C’est un plafond de verre qui semble incassable. Le Sénégal, leader du groupe H avant le début de la troisième journée, n’a pas tenu son rang. Après sa courte défaite face à la Pologne (1-0), le Japon a décroché sa qualification pour les huitièmes de finale de la Coupe du monde 2018, aux dépens du Sénégal, qui a eu plus de cartons jaunes. Une élimination cruelle, mais les Lions, plus dans la réaction que dans l’action durant tout le tournoi, ont failli dans beaucoup de domaines. 
  
Ils se sont vus trop beaux 
  

Bourreau de la Pologne pour ses débuts, le Sénégal croyait avoir fait le plus difficile dans le groupe. Patrick Mboma, consultant pour Canal+ pense que les Lions se sont vus trop beaux, trop vite dans la compétition. «Les Lions n’avaient aucun complexe à avoir. Mais je pense qu’après leur succès face à la Pologne (2-1) et le nul contre le Japon (2-2), on les a vus trop vite qualifiés. Et eux aussi, peut-être. Notamment après leur victoire. Pourtant, on savait que les Japonais allaient leur rendre la vie difficile. Et ce fut le cas : c’est contre le Japon que les Sénégalais ont eu le plus de difficultés», a déclaré l’ancien international camerounais. 
  
Manque d’expérience et de leader 
  

Avec une moyenne d’âge de 25 ans, l’équipe nationale du Sénégal était parmi les plus jeunes du Mondial. Et forcément, le manque de métier de certains et de leader, surtout des aboyeurs, a été fatal à l’équipe. La preuve, les Lions, qui ont inscrit quatre buts pour quatre encaissés, ont eu du mal à conserver leur avantage contre le Japon, qui est parvenu à recoller au score à deux reprises. Sans oublier le manque de lucidité des joueurs. C’est une mauvaise habitude qui perdure depuis quelques années maintenant. A l’instar de la Can 2017, les Lions ont bien eu du mal à concrétiser leurs occasions de buts. 
  
Un dernier rempart fébrile 
  

La défense, plus globalement, a tenu bon avec Salif Sané et Kalidou Koulibaly, très solides, mais a paru fébrile dans certains moments-clés.

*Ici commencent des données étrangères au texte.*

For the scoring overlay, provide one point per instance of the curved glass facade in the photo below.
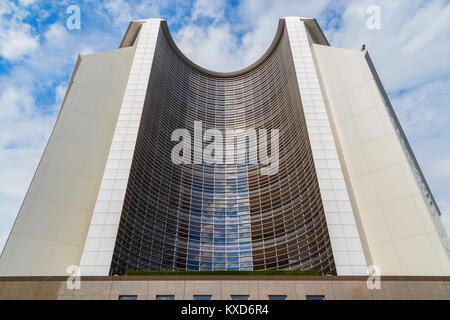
(219, 216)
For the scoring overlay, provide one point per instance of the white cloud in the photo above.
(410, 51)
(26, 2)
(16, 38)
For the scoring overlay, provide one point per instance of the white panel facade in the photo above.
(101, 238)
(345, 240)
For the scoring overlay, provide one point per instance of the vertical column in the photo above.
(101, 238)
(345, 241)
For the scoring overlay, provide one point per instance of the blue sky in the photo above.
(38, 53)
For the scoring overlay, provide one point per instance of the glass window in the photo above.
(239, 297)
(315, 297)
(202, 297)
(277, 297)
(127, 297)
(165, 297)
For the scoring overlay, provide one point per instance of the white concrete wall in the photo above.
(49, 232)
(101, 238)
(345, 239)
(389, 206)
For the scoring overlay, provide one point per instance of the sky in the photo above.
(410, 49)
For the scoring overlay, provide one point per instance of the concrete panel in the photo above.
(51, 226)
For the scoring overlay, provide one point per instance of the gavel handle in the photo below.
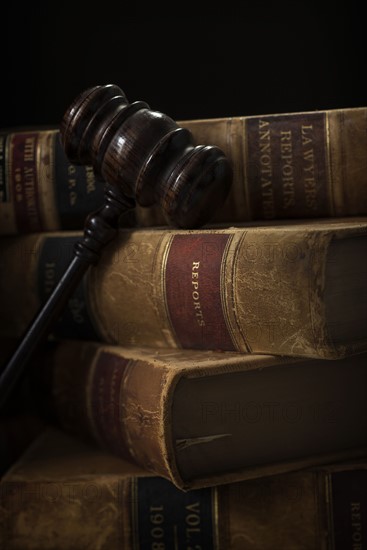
(100, 229)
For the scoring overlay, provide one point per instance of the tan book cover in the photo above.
(287, 288)
(285, 165)
(201, 418)
(63, 494)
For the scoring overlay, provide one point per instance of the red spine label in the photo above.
(193, 291)
(106, 402)
(24, 181)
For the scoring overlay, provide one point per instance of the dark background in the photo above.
(199, 63)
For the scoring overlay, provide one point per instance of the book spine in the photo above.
(255, 291)
(287, 511)
(40, 190)
(292, 165)
(98, 401)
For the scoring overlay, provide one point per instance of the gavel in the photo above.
(143, 157)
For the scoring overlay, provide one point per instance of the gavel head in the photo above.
(146, 155)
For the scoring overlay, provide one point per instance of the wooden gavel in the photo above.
(143, 157)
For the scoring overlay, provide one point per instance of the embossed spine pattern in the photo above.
(288, 288)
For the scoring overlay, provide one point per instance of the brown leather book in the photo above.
(287, 288)
(285, 165)
(202, 418)
(63, 494)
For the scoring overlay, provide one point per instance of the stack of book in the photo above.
(204, 388)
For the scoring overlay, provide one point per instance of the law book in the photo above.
(287, 288)
(201, 418)
(63, 493)
(286, 165)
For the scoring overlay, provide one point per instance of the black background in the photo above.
(201, 62)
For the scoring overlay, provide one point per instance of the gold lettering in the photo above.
(29, 149)
(91, 179)
(310, 183)
(286, 156)
(305, 130)
(195, 295)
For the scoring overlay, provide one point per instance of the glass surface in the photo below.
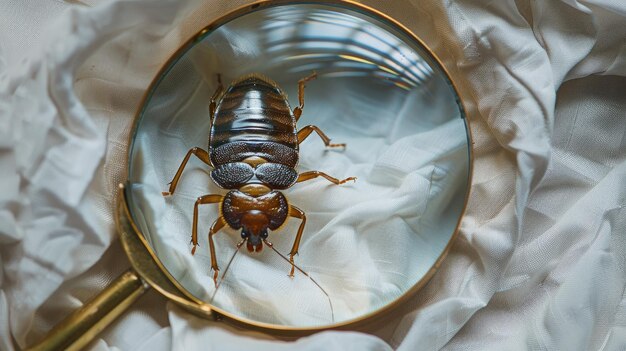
(365, 243)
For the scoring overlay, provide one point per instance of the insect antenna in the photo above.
(330, 303)
(232, 258)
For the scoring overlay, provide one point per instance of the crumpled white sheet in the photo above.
(540, 260)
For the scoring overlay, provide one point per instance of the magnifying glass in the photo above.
(366, 247)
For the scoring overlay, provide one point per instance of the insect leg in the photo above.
(306, 131)
(298, 110)
(201, 154)
(303, 177)
(215, 227)
(202, 200)
(297, 213)
(216, 94)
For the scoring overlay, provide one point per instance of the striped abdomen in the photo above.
(253, 118)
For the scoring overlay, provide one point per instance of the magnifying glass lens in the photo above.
(365, 243)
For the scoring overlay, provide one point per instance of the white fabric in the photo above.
(365, 243)
(540, 261)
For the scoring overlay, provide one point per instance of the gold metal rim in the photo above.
(371, 316)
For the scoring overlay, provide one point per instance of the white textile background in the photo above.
(541, 260)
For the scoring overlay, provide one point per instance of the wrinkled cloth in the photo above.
(540, 260)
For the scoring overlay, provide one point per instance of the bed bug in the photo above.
(253, 152)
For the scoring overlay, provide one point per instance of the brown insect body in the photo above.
(253, 149)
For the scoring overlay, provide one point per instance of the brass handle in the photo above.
(80, 328)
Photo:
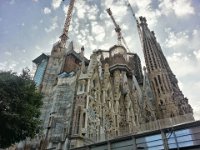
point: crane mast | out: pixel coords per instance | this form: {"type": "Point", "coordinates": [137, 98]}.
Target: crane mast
{"type": "Point", "coordinates": [136, 20]}
{"type": "Point", "coordinates": [117, 27]}
{"type": "Point", "coordinates": [64, 36]}
{"type": "Point", "coordinates": [118, 30]}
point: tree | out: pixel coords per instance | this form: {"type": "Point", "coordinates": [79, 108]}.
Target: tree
{"type": "Point", "coordinates": [19, 107]}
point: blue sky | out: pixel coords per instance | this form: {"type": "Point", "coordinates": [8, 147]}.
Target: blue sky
{"type": "Point", "coordinates": [30, 27]}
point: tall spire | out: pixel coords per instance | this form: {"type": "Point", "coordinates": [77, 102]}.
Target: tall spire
{"type": "Point", "coordinates": [169, 98]}
{"type": "Point", "coordinates": [64, 36]}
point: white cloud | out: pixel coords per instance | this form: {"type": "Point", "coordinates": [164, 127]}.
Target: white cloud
{"type": "Point", "coordinates": [56, 3]}
{"type": "Point", "coordinates": [6, 66]}
{"type": "Point", "coordinates": [53, 26]}
{"type": "Point", "coordinates": [178, 60]}
{"type": "Point", "coordinates": [12, 2]}
{"type": "Point", "coordinates": [197, 54]}
{"type": "Point", "coordinates": [180, 8]}
{"type": "Point", "coordinates": [47, 10]}
{"type": "Point", "coordinates": [176, 39]}
{"type": "Point", "coordinates": [8, 53]}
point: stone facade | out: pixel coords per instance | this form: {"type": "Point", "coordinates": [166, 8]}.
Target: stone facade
{"type": "Point", "coordinates": [107, 96]}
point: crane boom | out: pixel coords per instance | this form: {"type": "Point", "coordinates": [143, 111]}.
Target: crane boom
{"type": "Point", "coordinates": [64, 36]}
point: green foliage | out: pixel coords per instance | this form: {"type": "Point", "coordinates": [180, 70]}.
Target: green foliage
{"type": "Point", "coordinates": [19, 107]}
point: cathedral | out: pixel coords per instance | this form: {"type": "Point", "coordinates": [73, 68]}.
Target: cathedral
{"type": "Point", "coordinates": [105, 96]}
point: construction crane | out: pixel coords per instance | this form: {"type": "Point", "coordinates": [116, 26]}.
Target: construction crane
{"type": "Point", "coordinates": [118, 30]}
{"type": "Point", "coordinates": [64, 37]}
{"type": "Point", "coordinates": [136, 20]}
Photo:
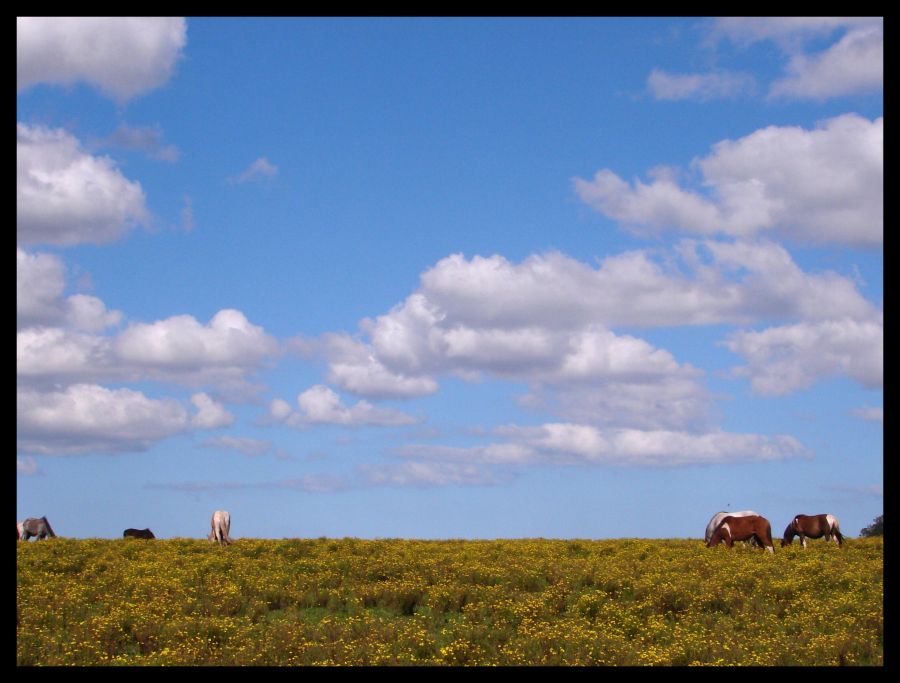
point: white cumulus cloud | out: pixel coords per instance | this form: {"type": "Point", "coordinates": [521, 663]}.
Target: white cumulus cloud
{"type": "Point", "coordinates": [817, 186]}
{"type": "Point", "coordinates": [122, 56]}
{"type": "Point", "coordinates": [65, 196]}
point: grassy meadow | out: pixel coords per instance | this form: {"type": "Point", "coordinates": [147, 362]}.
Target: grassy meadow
{"type": "Point", "coordinates": [455, 602]}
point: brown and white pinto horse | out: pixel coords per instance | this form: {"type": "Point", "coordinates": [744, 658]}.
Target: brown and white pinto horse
{"type": "Point", "coordinates": [813, 526]}
{"type": "Point", "coordinates": [742, 529]}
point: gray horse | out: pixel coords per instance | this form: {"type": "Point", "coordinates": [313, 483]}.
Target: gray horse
{"type": "Point", "coordinates": [37, 527]}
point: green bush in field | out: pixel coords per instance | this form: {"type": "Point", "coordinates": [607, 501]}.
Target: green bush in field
{"type": "Point", "coordinates": [507, 602]}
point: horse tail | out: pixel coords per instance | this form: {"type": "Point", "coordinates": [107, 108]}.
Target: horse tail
{"type": "Point", "coordinates": [768, 539]}
{"type": "Point", "coordinates": [836, 531]}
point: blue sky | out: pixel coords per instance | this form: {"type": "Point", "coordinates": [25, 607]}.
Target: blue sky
{"type": "Point", "coordinates": [448, 277]}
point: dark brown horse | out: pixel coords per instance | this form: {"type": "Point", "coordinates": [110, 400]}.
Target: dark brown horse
{"type": "Point", "coordinates": [36, 527]}
{"type": "Point", "coordinates": [812, 526]}
{"type": "Point", "coordinates": [138, 533]}
{"type": "Point", "coordinates": [734, 529]}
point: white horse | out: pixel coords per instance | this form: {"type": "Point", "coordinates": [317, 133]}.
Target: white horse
{"type": "Point", "coordinates": [221, 527]}
{"type": "Point", "coordinates": [719, 516]}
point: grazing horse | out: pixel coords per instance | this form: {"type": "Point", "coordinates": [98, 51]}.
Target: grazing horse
{"type": "Point", "coordinates": [138, 533]}
{"type": "Point", "coordinates": [742, 529]}
{"type": "Point", "coordinates": [37, 527]}
{"type": "Point", "coordinates": [221, 527]}
{"type": "Point", "coordinates": [813, 526]}
{"type": "Point", "coordinates": [719, 516]}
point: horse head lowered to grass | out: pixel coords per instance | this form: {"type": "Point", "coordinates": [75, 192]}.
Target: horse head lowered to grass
{"type": "Point", "coordinates": [813, 526]}
{"type": "Point", "coordinates": [34, 526]}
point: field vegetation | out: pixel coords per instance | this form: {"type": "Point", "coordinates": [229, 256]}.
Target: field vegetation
{"type": "Point", "coordinates": [456, 602]}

Et si devant, les Lions  n’ont pas su convertir le peu d’occasions qu’ils avaient, le milieu de terrain, malgré le bon tournoi de Gana Guèye, Alfred Ndiaye ou Cheikhou Kouyaté, n’est pas parvenu à peser suffisamment dans le jeu offensif des Lions. Quant au gardien Khadim Ndiaye, il n’est pas exempt de tout reproche sur le match nul contre le Japon, où il n’aura pas su être déterminant et rassurant pour son équipe. Des impairs qu’il faudra corriger pour espérer remporter un premier trophée continental au Cameroun l’été prochain.